Google Home smart speakers and the Google Assistant virtual assistant have been caught eavesdropping without permission — capturing and recording highly personal audio of domestic violence, confidential business calls — and even some users asking their smart speakers to play porn on their connected mobile devices.
In a Wednesday report, Dutch news outlet VRT NWS said it obtained more than one thousand recordings from a Dutch subcontractor who was hired as a “language reviewer” to transcribe recorded audio collected by Google Home and Google Assistant, and help Google better understand the accents used in the language. Out of those one thousand recordings, 153 of the conversations should never have been recorded, as the wake-up command “OK Google” was clearly not given, the report said.
“VRT NWS was able to listen to more than a thousand excerpts recorded via Google Assistant,” according to the report. “In these recordings we could clearly hear addresses and other sensitive information. This made it easy for us to find the people involved and confront them with the audio recordings.”
Google for its part on Thursday acknowledged that VRT NWS had obtained authentic recordings, but argued that its language experts only review around 0.2 percent of all audio snippets.
“As part of our work to develop speech technology for more languages, we partner with language experts around the world who understand the nuances and accents of a specific language,” according to David Monsees, product manager at Google Search. “These language experts review and transcribe a small set of queries to help us better understand those languages. This is a critical part of the process of building speech technology, and is necessary to creating products like the Google Assistant.”
Google did acknowledge that some audio may be recorded by Google Home or Google Assistant without the wake-up word being said, due to error.
“Rarely, devices that have the Google Assistant built in may experience what we call a ‘false accept,'” said Monsees. “This means that there was some noise or words in the background that our software interpreted to be the hotword (like ‘OK Google’). We have a number of protections in place to prevent false accepts from occurring in your home.”
Google also argued that audio snippets are not associated with user accounts in the review process. Despite that, VRT NWS said, “it doesn’t take a rocket scientist to recover someone’s identity; you simply have to listen carefully to what is being said.”
While the incident shows that audio is being collected when users expect the devices to be dormant, it also highlights concerns around third-party security and Google’s data retention and sharing policies, given that a subcontractor leaked these recordings to a news outlet.
Monsees said that said subcontractor is currently under investigation.
“We just learned that one of these language reviewers has violated our data security policies by leaking confidential Dutch audio data,” he said. “Our security and privacy response teams have been activated on this issue, are investigating, and we will take action.
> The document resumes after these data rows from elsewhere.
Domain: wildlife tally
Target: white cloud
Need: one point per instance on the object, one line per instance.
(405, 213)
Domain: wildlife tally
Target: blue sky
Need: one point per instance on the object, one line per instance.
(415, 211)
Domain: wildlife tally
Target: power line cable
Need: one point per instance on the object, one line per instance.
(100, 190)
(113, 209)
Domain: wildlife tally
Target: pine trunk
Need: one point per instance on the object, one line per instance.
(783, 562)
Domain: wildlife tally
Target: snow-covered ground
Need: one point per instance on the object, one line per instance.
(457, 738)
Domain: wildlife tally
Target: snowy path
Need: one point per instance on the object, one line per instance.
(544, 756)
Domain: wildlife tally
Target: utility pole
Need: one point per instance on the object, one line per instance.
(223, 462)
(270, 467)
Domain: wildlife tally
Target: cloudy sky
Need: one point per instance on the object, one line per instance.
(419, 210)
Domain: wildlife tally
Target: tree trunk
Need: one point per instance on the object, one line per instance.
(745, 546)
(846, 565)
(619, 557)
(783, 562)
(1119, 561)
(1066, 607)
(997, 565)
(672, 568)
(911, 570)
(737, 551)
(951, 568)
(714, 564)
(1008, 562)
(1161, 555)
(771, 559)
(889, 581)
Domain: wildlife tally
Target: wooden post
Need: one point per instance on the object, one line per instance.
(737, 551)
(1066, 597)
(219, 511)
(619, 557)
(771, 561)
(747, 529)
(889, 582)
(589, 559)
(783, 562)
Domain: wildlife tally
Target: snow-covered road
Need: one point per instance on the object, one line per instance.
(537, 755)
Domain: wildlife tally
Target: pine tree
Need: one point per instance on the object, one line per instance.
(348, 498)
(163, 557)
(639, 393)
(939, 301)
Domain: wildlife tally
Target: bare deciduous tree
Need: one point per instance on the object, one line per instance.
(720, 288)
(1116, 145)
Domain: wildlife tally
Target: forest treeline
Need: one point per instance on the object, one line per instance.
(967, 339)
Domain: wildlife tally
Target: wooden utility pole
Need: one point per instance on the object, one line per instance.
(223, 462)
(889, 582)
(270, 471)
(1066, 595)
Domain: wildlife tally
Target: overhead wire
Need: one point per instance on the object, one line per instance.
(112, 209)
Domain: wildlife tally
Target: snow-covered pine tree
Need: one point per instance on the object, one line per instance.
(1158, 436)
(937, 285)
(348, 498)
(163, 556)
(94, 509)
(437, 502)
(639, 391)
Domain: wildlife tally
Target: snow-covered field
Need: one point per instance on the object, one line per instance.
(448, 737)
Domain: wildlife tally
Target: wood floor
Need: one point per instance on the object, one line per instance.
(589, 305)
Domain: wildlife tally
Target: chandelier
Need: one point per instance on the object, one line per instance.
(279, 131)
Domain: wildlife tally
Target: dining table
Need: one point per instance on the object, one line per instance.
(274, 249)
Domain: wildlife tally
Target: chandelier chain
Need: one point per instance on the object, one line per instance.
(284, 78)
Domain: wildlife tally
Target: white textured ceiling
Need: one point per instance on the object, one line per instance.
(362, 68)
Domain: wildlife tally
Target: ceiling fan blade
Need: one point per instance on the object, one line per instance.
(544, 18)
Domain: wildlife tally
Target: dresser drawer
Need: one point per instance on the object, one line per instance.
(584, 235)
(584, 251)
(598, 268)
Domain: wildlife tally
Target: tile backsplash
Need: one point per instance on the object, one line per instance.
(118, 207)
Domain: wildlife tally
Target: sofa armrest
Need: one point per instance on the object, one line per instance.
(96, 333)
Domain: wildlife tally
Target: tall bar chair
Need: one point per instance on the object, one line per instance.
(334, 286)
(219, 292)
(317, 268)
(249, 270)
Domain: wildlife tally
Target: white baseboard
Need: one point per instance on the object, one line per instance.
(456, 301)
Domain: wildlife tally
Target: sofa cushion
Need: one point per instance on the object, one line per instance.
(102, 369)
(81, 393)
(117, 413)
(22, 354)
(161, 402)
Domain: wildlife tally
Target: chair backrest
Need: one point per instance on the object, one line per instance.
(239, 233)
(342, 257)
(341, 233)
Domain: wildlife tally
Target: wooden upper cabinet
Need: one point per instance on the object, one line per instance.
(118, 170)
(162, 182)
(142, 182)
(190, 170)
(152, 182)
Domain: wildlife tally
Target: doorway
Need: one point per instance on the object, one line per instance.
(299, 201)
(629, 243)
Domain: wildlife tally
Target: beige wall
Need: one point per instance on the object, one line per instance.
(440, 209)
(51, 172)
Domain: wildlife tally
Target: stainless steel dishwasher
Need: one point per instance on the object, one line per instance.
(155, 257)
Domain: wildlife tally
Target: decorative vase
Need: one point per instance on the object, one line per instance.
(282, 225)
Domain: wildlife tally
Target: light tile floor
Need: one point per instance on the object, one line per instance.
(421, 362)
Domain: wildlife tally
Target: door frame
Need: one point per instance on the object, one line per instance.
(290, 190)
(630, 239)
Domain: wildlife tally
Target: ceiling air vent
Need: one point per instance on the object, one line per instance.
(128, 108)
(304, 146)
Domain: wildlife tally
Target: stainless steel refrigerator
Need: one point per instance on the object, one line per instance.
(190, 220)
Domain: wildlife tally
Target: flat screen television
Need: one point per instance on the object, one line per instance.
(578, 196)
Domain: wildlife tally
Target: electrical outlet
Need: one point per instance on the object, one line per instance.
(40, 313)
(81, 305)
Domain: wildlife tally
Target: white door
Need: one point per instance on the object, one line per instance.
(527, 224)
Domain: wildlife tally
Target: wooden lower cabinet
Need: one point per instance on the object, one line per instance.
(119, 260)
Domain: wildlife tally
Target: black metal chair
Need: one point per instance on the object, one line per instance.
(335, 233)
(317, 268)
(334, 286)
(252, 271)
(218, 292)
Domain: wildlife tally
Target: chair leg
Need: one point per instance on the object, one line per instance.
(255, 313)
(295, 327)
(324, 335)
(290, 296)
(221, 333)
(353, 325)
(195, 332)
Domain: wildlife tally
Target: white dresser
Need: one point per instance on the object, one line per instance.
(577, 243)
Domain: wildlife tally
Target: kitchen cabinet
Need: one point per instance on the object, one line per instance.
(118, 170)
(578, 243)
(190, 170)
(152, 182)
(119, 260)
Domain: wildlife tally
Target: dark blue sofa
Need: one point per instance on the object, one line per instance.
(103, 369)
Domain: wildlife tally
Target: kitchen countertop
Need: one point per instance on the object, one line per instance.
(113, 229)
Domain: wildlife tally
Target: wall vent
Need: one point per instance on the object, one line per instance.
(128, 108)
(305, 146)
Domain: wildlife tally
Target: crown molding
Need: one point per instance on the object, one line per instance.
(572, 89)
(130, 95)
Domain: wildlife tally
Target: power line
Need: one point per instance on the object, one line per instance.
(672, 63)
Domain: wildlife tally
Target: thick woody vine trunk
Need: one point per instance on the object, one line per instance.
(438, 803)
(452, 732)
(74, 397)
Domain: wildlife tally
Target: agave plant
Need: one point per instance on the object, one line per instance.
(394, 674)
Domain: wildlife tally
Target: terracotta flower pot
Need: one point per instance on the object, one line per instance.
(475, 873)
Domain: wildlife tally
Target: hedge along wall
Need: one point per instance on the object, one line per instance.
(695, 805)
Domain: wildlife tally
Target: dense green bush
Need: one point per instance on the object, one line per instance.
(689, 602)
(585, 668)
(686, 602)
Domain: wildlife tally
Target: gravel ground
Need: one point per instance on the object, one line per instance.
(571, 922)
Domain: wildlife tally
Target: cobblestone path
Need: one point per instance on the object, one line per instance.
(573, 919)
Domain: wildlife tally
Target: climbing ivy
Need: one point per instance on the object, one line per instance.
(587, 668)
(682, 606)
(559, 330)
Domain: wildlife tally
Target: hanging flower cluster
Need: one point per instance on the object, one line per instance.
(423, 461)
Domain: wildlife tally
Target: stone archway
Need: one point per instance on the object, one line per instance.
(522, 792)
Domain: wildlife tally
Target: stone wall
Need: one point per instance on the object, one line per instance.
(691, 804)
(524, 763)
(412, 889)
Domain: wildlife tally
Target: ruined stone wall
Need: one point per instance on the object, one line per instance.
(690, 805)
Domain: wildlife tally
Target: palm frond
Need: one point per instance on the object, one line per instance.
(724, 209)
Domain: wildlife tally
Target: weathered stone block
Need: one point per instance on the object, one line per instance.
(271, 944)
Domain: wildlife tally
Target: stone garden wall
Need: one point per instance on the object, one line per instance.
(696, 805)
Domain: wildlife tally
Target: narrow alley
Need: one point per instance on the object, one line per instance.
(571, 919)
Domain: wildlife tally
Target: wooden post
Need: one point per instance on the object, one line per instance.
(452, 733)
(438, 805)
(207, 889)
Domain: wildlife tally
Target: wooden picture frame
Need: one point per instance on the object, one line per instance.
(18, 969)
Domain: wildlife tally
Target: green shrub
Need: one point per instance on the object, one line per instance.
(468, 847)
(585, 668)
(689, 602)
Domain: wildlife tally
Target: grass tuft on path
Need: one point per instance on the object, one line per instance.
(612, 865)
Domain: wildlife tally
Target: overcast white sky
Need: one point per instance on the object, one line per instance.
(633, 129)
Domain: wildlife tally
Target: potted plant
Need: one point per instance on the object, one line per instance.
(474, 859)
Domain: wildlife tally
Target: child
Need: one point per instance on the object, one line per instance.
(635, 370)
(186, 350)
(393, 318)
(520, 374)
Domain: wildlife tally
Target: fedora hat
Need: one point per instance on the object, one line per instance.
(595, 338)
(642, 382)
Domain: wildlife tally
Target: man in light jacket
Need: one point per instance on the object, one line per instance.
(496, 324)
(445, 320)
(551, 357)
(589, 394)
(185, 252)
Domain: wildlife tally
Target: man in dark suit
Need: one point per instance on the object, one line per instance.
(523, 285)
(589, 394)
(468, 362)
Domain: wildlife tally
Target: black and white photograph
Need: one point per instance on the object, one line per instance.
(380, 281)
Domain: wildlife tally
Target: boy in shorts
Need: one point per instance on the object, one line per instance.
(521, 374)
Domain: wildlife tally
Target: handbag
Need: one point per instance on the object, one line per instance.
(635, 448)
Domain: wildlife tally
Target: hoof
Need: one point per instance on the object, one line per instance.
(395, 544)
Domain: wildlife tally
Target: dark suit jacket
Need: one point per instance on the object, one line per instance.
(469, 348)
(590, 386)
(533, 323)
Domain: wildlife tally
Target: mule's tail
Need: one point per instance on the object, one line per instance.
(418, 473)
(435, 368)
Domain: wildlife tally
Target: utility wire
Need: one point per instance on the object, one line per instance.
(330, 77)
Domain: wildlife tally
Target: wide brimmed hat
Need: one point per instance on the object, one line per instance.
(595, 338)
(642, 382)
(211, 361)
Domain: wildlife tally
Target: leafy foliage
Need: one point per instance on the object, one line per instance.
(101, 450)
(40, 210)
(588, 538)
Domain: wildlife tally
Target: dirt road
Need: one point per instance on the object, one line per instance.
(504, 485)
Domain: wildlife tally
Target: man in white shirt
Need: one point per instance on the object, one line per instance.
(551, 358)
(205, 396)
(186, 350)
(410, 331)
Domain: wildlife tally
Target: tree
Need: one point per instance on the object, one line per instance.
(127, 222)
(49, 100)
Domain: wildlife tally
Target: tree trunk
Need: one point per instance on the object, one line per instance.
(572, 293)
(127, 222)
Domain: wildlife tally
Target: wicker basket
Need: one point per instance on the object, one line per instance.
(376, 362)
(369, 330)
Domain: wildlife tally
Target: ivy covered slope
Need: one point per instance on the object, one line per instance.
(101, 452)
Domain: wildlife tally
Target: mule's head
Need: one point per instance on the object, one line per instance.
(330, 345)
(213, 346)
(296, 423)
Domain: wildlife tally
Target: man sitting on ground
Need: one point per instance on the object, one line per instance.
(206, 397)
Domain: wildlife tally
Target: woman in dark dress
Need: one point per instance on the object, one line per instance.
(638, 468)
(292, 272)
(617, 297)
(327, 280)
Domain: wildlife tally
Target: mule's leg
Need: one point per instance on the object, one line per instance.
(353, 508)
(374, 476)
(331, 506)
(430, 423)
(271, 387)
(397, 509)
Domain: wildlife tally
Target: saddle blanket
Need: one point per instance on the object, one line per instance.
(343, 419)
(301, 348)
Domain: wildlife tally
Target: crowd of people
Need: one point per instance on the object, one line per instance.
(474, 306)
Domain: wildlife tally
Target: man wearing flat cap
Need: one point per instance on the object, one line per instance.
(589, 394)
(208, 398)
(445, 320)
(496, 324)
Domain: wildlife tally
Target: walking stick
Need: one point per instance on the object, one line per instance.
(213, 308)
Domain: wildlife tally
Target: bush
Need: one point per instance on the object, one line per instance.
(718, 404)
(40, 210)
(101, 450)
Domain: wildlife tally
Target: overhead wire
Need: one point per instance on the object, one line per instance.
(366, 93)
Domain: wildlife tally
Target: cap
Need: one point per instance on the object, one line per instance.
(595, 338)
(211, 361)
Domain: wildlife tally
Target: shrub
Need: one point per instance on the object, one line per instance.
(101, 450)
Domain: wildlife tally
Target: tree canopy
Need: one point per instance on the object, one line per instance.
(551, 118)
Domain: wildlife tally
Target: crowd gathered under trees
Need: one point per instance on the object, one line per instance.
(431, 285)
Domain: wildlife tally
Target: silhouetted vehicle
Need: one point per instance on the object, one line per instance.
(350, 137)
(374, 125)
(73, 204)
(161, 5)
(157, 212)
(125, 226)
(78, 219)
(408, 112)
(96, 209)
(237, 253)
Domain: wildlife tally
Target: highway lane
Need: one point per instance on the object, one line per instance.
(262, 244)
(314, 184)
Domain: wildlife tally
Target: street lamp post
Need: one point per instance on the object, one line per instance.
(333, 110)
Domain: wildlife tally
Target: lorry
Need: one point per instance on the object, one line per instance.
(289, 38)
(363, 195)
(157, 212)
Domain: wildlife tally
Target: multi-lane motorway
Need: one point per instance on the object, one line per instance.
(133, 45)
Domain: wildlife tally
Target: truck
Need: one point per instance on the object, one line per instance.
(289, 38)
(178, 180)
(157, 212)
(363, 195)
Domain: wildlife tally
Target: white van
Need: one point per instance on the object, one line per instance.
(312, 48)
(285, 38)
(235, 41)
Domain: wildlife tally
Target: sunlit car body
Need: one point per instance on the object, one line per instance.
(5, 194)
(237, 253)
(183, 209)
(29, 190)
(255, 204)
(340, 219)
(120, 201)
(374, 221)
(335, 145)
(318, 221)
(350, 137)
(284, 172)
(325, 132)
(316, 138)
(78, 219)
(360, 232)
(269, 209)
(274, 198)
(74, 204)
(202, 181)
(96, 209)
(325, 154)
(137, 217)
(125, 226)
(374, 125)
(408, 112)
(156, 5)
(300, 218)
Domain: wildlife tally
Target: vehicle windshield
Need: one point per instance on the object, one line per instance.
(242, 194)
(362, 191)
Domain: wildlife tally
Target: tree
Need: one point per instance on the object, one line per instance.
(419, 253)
We are conducting a full review of our safeguards in this space to prevent misconduct like this from happening again.”
Voice Assistant Data Privacy?
The incident comes as voice assistants such as Amazon Alexa and Google Home are coming under increased scrutiny about how much data is being collected, what that data is, how long it’s being retained and who accesses it.
In April, Amazon was thrust into the spotlight for a similar reason, after a report revealed the company employs thousands of auditors to listen to Echo users’ voice recordings. The report found that Amazon reviewers sift through up to 1,000 Alexa audio clips per shift – listening in on everything from mundane conversations to people singing in the shower, and even recordings that are upsetting and potentially criminal, like a child screaming for help or a sexual assault.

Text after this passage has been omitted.